Olufela Olusegun Oludotun Ransome-Kuti was born into the Ransome-Kuti family, an upper-middle-class family in Abeokuta, Nigeria. His mother, Chief Funmilayo Ransome-Kuti, was a Nigerian women's rights activist. His father, Reverend Israel Oludotun Ransome-Kuti, was an Anglican minister, school principal, and the first president of the Nigeria Union of Teachers. His brothers were both medical doctors. Kuti was a cousin to writer and Nobel laureate Wole Soyinka.
Kuti attended Abeokuta Grammar School. In 1958, he was sent to London to study medicine but decided to study music instead at the Trinity College of Music, with the trumpet being his preferred instrument. In 1960, Kuti married his first wife, Remilekun (Remi) Taylor, with whom he had three children. In 1963, Kuti moved back to the newly independent Federation of Nigeria, re-formed Koola Lobitos, and trained as a radio producer for the Nigerian Broadcasting Corporation. He played for some time with Victor Olaiya and his All-Stars. In 1967, Kuti traveled to Ghana, looking for a new musical direction. He called his style Afrobeat, a combination of highlife, funk, jazz, salsa, calypso, and traditional Yoruba music.
In 1969, Kuti took the band to the United States and spent ten months in Los Angeles. While there, he discovered the Black Power movement through Sandra Smith of the Black Panther Party. This experience heavily influenced his music and political views. He renamed the band Nigeria 70. The band performed a quick recording session in Los Angeles that would later be released as The '69 Los Angeles Sessions. After early experiences abroad, he and his band Africa 70 shot to stardom. During this time, he was an outspoken critic and target of Nigeria's military juntas. In 1984, he critiqued and insulted the authoritarian then-president of the Federal Republic of Nigeria, Muhammadu Buhari. In 1970, he founded the Kalakuta Republic commune, which declared itself independent from military rule.
The commune was destroyed in a 1978 raid. He was jailed by the government of Muhammadu Buhari in 1984 and released after 20 months. He continued to record and perform through the 1980s and 1990s. His rise in popularity throughout the 1970s signaled a change in the relation between music as an art form and Nigerian socio-political discourse. "Beast of No Nation," one of his most popular songs, refers to Buhari as an "animal in a madman's body"; in Nigerian Pidgin: "No be outside Buhari dey ee / na craze man be dat / animal in craze man skini."
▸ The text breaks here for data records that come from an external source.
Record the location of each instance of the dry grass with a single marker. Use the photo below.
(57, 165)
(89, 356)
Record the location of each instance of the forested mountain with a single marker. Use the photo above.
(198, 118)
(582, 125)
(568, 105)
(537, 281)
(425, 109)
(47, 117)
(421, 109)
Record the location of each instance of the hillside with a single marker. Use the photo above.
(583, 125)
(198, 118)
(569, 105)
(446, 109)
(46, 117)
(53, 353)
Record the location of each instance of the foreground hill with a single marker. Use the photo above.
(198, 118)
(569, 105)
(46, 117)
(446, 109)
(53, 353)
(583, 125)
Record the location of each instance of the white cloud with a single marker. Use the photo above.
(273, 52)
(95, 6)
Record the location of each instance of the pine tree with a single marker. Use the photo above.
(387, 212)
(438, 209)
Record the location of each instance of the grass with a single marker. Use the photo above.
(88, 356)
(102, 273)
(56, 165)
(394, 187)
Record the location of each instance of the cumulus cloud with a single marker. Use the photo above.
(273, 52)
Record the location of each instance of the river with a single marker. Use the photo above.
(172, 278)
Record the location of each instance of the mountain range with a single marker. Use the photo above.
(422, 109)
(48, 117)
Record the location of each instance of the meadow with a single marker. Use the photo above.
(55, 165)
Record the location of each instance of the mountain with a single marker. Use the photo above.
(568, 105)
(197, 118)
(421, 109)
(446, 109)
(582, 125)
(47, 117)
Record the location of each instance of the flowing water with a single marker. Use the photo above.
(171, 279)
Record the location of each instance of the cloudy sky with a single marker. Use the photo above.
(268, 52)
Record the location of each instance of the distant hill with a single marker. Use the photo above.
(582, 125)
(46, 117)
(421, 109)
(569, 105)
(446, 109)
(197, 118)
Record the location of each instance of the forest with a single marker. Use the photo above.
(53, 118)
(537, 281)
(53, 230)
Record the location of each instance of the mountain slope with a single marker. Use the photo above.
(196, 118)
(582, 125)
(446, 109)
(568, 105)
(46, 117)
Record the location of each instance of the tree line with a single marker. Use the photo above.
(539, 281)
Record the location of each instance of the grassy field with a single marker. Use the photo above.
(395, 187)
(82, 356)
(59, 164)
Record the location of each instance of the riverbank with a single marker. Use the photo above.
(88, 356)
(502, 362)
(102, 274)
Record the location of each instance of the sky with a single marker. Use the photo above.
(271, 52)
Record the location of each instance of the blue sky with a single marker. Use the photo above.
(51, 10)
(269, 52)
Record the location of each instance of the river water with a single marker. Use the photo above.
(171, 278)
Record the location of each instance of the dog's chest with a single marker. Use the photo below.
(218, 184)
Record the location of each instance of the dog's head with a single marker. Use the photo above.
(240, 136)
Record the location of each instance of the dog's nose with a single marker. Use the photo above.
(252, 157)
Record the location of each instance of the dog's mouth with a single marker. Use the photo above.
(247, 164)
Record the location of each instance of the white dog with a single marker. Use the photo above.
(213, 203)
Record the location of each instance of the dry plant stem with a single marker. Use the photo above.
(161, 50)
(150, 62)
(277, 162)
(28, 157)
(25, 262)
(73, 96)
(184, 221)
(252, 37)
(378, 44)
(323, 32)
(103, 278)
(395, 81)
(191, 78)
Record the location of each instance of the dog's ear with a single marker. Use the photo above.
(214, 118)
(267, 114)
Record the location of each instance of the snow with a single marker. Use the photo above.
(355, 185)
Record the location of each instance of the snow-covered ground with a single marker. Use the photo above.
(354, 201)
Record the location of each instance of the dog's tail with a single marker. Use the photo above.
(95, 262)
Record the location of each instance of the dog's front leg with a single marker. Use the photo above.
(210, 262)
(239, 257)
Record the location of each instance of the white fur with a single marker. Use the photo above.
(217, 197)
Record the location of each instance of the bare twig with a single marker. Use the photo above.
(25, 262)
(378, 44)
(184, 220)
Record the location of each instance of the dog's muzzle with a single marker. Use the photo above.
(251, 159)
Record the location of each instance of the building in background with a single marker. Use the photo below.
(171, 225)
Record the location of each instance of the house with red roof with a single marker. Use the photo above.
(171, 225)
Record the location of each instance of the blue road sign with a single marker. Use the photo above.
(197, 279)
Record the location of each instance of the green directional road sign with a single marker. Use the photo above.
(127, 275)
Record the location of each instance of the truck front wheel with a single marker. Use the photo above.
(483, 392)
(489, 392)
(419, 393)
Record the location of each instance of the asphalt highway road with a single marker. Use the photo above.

Kuti strongly believed in Africa and always preached peace among its people. He thought the most important way for them to fight European cultural imperialism was to support traditional religions and lifestyles in their continent. He supported Pan-Africanism and socialism and called for a united, democratic African republic. Kuti was a candid supporter of human rights, and many of his songs are direct attacks against dictatorships, specifically the militaristic governments of Nigeria in the 1970s and 1980s. He also criticized fellow Africans (especially the upper class) for betraying traditional African culture. Kuti's album output slowed in the 1990s, and eventually, he ceased releasing albums.
In January 1993, he and four members of Africa 70 were arrested for the murder of an electrician. Rumors also speculated that he was suffering from an illness for which he refused treatment. However, there had been no confirmed statement from Kuti about this. On August 3, 1997, Kuti's brother Olikoye Ransome-Kuti, already a prominent AIDS activist and former Minister of Health, announced that Kuti had died the previous day from complications related to AIDS. His widow maintained that he did not die of AIDS. Since his death, reissues and compilations of his music have been overseen by his son, Femi Kuti. As of 2020, the band is still active, releasing music under the moniker of his youngest son Seun's band, Egypt 80.